Snapper are probably one of the most sought after and highly regarded oceanic fish around the southern half of Australia and right around New Zealand. The are great fun to catch and great on the plate.
How To Identify:
Snapper are known by a few different names depending on their size. Juveniles are known as Cockney, once they reach pan size they become known as red bream and when slightly bigger they are generally called squire. It is not until they reach 2 or more kgs are they called Snapper and as they develop the tell tale hump on their head they become known as knobby or old man snapper. No matter what stage of growth they are at, they are still a snapper and sought after by many anglers. They are a medium to large, deep bodied fish with powerful jaws and peg like teeth (Similar to a bream - only bigger). Large mature fish develop a hump on their head as they get older. They are a beautiful pink to deep red in colour (especially when first caught) with a scattering of beautiful blue spots. Snapper can grow to 20 kgs.
How To Catch:
Snapper are a great fish to catch and much has been written about, and even whole DVD's made - especially in the last few year about how best to catch this popular fish.
Traditionally they have been caught with bait, such as pilchards, squid, fillets of various fish such as gar or tuna. In shallower water, it is best to fish these baits with as little (if any) as lead as possible, a floating bait out the back of the boat has accounted for many a nice snapper and I normally fish this way when snapper fishing.
In shallow water it is great to drift over the reef as well, this covers a lot of ground and keeps the bait moving. In deeper water traditional padenoster rigs are usually used when they are targets along with other species.
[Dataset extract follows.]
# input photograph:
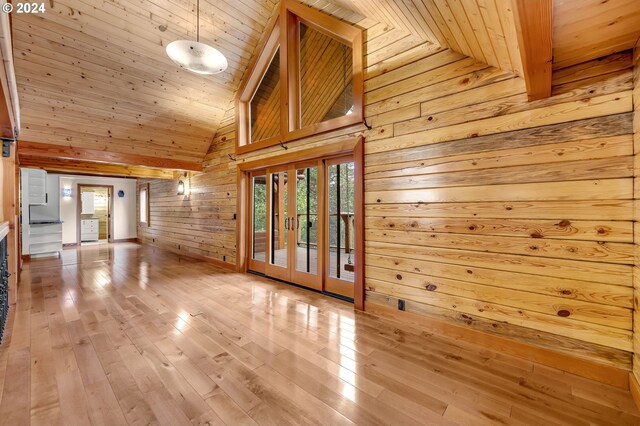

Snapper are also an outstanding fish to catch on soft plastics which has been all the rage in the last few years. Drifting over reefs with soft plastics (5-7inch) has proved deadly on the snapper and a whole lot of fun. Cast well ahead of the drift and let the soft plastic drift down through the water zone with the occasional flick on the way down (some anglers say they don't move the lure at all and let the movement of the boat do - to the extent that some fisherman fish the soft plastic in a rod holder!).
Snapper hit hard and fight well when hooked.
Snapper are found throughout New Zealand and in the south parts of Australia.
In Australia they are found from Southern Queensland south through New South Wales, Victoria, South Australia and to about Coral Bay in Western Australia, less frequent in Tasmania.
They are found right around both the North and South Island.
Snapper inhabit inshore and off shore reefs up to about 200 meters and at times will enter Estuaries, Harbours and Bays. They love reef or broken reef areas with gravel / rocky base, or other structure like wrecks. Snapper definitely school up and move between reefs coming closer inshore as the water temperate drops.